Sunday, 9 August 2015

Data representation unplugged - continued

This week I had an email around last weeks Data Representation work. In the email there were a few comments that I found rather interesting. I include part of it below. The whole entire focus is one around assessment, at the junior level. I must say I read this 5 times trying to understand why? Why the subject requiring 32 credits per semester? Why the assessment driven curriculum?
To be clear, the following is not the school that I work at, we work towards Learning Objectives based on our Learning Design Model and NZC 2007, we report on curriculum level and progression, based upon rubrics.
We have a junior diploma which is all about credits, each subject does 32 credits per semester.  If an assessment is worth say 12 credits, they'll get 12 credits for getting excellence, 9 for merit and 6 for achieved or something like that.  Then students get A/M/E for their junior diploma overall based on how many credits they got out of credits available.
IMHO it's awful because our junior curriculum is assessment driven.  Sure we get to decide on the topics and how the assessments work, but once that has been done we still get stuck having to balance covering what's needed for the assessment, and trying to make it catered to their interests.  See, we decide on the topics before we meet our classes and then we're locked in, there's not much room for "Hey you guys are fully interested in binary, let's spend a week on data representation (and make some movies like Gerard's class did" because we have to give them a decent shot at their assessments.
To be clear, a week in my classroom for this module, is one and a half hours on a Thursday. As part of our SPIN, Special Interest Module. I include the following on what is being covered.

The work I am developing towards is Technological Systems under the Technology Curriculum, The work you saw as part of the videos and page was on part of the Computer Science module that runs over 13.5 hours

I am using the basis of the computer science badges that the University of Canterbury, Computer Science Education Department developed. 
Students will then work through algorithms and finish off with HCI.

Data Representation

The core concept of this topic is the binary digit, which is the basis of all data storage and transmission on digital computers. Students should be familiar with the role of a bit, combinations of bits (such as a byte), and their use to represent numbers, characters and images. This work does not include compressed representations (e.g. mp3, jpeg).

For a student to be successful they need to :

Demonstrate the ability to work with binary and hexadecmimal numbers by showing how to:
  • manually convert between binary and decimal for numbers up to 8 bits.
  • Demonstrate the ability to manually convert between hexadecimal and binary for arbitrary numbers, and to convert between hexadecimal and decimal for numbers up to 255.
  • Demonstrate how to count and add in binary.
  • Explain how an 8-bit characters are typically stored on a computer.
  • Explain a system for representing colours with numbers.

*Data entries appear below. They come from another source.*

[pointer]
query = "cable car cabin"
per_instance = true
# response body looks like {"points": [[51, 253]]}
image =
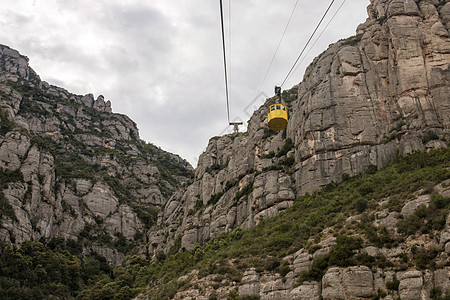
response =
{"points": [[277, 117]]}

This might be one of:
    • Web page colour specification (6-digit hex values)
    • Colour picker in publishing software that allows RGB or HSV values to be chosen as three numbers
    • Photo processing software that gives the RGB or HSV value of chosen pixels
Demonstrate a data representation that has a choice of bit sizes, and explain the significance of the different representations. Examples that could be used include:
  • 8-bit and 16-bit characters
  • 24-bit and 8-bit colour
  • Other Examples could include:
    • 16-bit and 8-bit sound files
    • 56-bit and 128-bit encryption
    • IPv4 and IPv6 addresses
    • MAC addresses using MAC-48, EUI-48, and EUI-64
    • MIDI representation of notes, patch numbers and channels
Convey the concepts of data representation to someone who doesn't know about the topic. This might be:
  • A short video suitable for non-experts explaining a key aspect of the topic
  • Introducing it effectively to someone who is considering doing the module themselves
  • Creating effective quiz questions (e.g. in Peerwise)
The work they did last week in their second class was conveying a concept of data representation suitable for a non expert.